The PocketStation was a PS1 accessory intended to be a competitor to the Dreamcast VMU. [DarkFader] wrote an app for his PocketStation using a fabulous PocketStation emulator and uploaded it with the PS3 memory card adapter and MCRWwin.

The PocketStation app (available here) takes a key and hashes it with the current time to generate a six digit code. Combined with Google’s support for two-factor authentication, [DarkFader]‘s memory card provides access to his Google profile.

Two-factor authentication is also used in RSA SecurID key fobs that were compromised earlier this year. This lead to a huge number of companies being penetrated.
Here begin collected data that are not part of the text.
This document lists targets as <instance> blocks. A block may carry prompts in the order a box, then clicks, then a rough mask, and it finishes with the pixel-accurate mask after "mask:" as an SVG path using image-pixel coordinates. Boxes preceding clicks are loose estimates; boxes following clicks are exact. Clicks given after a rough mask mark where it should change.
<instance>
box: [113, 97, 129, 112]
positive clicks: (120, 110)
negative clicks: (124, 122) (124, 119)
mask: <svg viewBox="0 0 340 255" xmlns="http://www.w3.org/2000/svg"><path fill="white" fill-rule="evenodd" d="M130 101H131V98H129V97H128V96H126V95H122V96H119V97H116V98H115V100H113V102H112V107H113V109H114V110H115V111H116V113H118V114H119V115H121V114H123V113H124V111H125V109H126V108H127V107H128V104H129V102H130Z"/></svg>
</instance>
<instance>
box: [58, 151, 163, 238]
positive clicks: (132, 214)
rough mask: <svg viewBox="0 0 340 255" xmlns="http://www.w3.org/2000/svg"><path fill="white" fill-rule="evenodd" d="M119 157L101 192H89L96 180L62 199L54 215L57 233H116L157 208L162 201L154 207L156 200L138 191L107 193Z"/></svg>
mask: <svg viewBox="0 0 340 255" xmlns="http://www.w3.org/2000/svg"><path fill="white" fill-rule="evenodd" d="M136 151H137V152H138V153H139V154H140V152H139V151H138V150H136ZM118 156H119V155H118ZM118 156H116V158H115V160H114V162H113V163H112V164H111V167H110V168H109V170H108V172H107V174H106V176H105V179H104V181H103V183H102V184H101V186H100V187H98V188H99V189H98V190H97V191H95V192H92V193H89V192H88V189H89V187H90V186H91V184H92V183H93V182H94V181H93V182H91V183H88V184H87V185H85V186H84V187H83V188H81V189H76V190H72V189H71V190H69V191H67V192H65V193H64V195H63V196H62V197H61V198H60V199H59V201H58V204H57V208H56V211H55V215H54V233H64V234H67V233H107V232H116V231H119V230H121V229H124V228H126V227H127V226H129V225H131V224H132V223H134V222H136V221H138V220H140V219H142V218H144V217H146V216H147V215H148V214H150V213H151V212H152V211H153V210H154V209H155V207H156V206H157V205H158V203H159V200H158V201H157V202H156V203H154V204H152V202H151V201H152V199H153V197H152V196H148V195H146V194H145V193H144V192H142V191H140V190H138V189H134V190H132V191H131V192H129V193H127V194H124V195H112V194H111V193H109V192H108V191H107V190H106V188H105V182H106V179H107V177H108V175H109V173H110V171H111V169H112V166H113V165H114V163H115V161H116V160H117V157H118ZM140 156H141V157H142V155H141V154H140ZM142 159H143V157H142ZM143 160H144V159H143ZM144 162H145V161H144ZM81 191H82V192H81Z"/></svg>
For a single person, obscurity is a reasonable (but still ultimately futile) means of providing a little more security, but a PocketStation hack is still pretty cool.

Check out the video after the break that shows [DarkFader] using his PocketStation token.

[youtube=http://www.youtube.com/watch?v=3echEnfSEfE&w=470]

7 thoughts on “PocketStation As Two-factor Authentication

  1. But security through depth isn’t the same thing as security through obscurity though. The former uses two different types of authentication, reducing the chances of an attacker compromising both. The latter is just making a system undocumented or superficially complex in an attempt to slow down attacks.

  2. I don’t always have my phone on me so I wrote a Google Authenticator clone for .NET (Windows only, sorry, but if someone wants to take up the flag for MONO, go ahead, it’s all free to use)

    http://googleauthclone.codeplex.com/

    I also did a write up on it (an older version) on my blog, The Albuquerque Left Turn

    http://thealbuquerqueleftturn.blogspot.com/2011/06/google-does-two-factor-authentication.html

    …I need to update those screenshots…

  3. The compromise at RSA didn’t necessarily result in those other companies being attacked using data retrieved from the compromise at RSA. The other companies were discovered to exhibit similar phone-home behavior similar to systems that were breached at RSA, indicating that they were likely compromised by the same people as those who compromised RSA, but it says nothing about how they did it.